In the fall, Katie McClellan ’07, a Biology major from Asheville, NC, was awarded a Rotary Ambassadorial Scholarship for the 2007-08 academic year, which provides $26,000 toward her tuition in England. "It's important that medicine be understood in a social context," she says. "I'm going to spend a year before going on to medical school learning about how community and public-health efforts can make medicine more effective." Katie will be studying reproductive and sexual-health issues as she pursues an M.S. at the London School of Hygiene and Tropical Medicine.

In December, Bernadette McFadden ’07 was the first Dickinson College student to receive the prestigious George J. Mitchell Scholarship, sponsored by the US-Ireland Alliance. A highly competitive award, there are only 12 national scholarships awarded annually. A Policy Management major from Downington, PA, Bernadette will pursue a master’s in Social Policy at The University of Dublin, Trinity College before going to medical school.

Two juniors were recently informed that they had been named Goldwater scholars, the second year in a row that Dickinson has had two students selected. Kristina Gaff ‘08 (a Physics major from Kendallville, IN) and Christian Millichap ’08 (a Math/Philosophy double major from Royersford, PA) were selected on the basis of academic merit from more than 1,110 mathematics, science and engineering students nominated by the faculties of colleges and universities nationwide. For their superior academic achievements, Kristina and Christian were placed among scholars from Stanford, Princeton and Harvard universities as well as from top-ranked liberal-arts colleges Amherst, Wellesley and Swarthmore. The scholarship will cover the cost of tuition, fees, books, and room and board up to $7,500 per year.

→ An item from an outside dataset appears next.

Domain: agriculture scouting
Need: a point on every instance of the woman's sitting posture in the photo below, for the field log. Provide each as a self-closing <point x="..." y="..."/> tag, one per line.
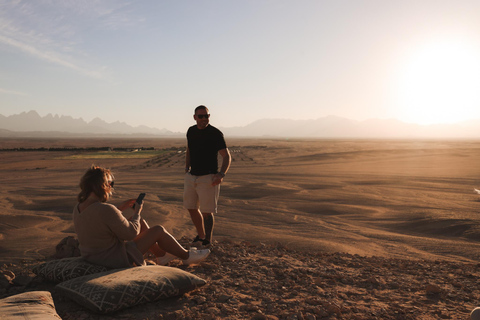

The Kathryn Wasserman Davis Foundation Projects for Peace Initiative has recently awarded $10,000 to Raju Kandel ’07, a Women’s Studies major from Nepal. Entitled “Interfaith Dialogue and Religious Understanding of Peace among School-Level Students, Teachers, and Religious Leaders in Kathmandu, Nepal”, the project aims to train 15 “Interfaith Student Leaders” from five different schools of Kathmandu, Nepal for the period of three months. Religious leaders will be brought together to share their experiences of “Interfaith Understanding of Peace through Religious Lens.” The Projects for Peace initiative invited proposals from all undergraduates enrolled as of fall 2006 at any of the 76 American colleges and universities in the Davis United World College Scholars Program. These students were encouraged to design grassroots projects that they will implement during the summer of 2007. The 100 projects judged to be the most promising and do-able were funded, with the objective to encourage and support today’s motivated youth to create and tryout their own ideas for building peace in the 21st century.

Jensen Gelfond ’08 has just been notified that he is a recipient of the Morris K. Udall Scholarship. Each year the Udall Foundation awards 80 undergraduate scholarships of up to $5,000 to juniors and seniors in fields related to the environment. Jensen, an Environmental Studies major from Asheville, NC, has served as a Recycling Intern on campus, and has been a tireless advocate for a ‘greener’ Dickinson.